CoreLogic's Profile of the Australian Residential Property Investor showed that around 2.6 million homes across the country are owned by investors. In fact, there are even some suburbs were almost all homes are investment properties.

According to CoreLogic head of research Tim Lawless, some broad patterns emerged in the report. For one, investors dominated the markets around typically strong rental market areas, such as inner-city locations near hospitals and universities. Examples of these are Sydney's Ultimo, North Sydney, Kingsford, and Enmore, as well as Melbourne's Elwood, Brunswick, Hawthorn, and across the Hoddle Grid.

Mining regions and holiday areas also had a large proportion of investor owners. Queensland investors are most concentrated around South Brisbane, Deception Bay, and Kelvin Grove.

According to BIS Shrapnel senior manager of residential Angie Zigomanis, one of the problems of having a high proportion of investors in one area is more volatility in the market.

"Investment properties are a discretionary purchase to some extent, and if times got harder they're the properties that would be the first to go," Zigomanis said. "It's a risky proposition if you are forced to sell at the wrong time."

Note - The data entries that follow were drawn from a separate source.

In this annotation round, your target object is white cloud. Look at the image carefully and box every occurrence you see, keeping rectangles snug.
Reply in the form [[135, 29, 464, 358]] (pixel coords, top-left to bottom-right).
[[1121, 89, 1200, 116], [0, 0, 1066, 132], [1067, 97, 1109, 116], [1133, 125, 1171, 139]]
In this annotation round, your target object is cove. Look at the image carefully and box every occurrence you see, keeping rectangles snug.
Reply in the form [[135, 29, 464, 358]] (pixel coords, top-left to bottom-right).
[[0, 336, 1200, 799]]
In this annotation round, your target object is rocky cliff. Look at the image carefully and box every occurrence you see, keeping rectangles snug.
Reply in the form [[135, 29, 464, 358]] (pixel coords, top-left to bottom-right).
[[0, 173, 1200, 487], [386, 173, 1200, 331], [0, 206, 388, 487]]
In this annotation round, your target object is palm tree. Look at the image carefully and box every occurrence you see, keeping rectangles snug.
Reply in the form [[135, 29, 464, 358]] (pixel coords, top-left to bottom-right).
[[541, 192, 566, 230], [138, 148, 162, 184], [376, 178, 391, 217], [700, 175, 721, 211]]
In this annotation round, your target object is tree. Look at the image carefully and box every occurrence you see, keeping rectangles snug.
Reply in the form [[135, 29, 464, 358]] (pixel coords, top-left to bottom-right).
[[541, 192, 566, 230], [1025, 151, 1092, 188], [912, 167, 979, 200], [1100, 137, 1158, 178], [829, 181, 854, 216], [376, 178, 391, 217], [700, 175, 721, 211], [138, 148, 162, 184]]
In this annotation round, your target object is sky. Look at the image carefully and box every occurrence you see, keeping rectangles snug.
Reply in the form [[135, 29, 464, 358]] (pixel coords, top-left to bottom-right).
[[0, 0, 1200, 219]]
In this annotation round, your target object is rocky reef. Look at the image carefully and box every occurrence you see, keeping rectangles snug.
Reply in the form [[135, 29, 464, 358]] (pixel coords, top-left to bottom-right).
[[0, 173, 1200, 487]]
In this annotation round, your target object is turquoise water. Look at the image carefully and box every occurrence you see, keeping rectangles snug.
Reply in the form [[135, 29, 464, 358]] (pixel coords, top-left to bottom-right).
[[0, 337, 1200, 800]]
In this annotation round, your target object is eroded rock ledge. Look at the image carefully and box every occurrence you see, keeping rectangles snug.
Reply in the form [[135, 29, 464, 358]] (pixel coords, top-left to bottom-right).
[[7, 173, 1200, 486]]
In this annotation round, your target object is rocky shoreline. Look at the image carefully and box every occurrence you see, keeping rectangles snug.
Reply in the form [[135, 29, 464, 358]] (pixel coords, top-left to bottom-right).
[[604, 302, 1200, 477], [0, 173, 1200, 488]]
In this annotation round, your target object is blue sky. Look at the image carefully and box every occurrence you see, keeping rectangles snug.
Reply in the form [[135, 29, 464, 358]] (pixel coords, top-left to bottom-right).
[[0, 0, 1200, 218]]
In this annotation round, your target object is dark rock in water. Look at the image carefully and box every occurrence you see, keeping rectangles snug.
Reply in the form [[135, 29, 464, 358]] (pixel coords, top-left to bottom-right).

For future investors, Propertybuyer buyer's agent Rich Harvey recommends purchasing investment properties in areas where homeowners rather than investors own 80 per cent of the dwellings. This tends to be the case in blue-chip suburban areas.

"When there's 70 per cent of investors, there's a lot of competition. There's rental competition where you have to be asking what differentiates your place over theirs," said Harvey.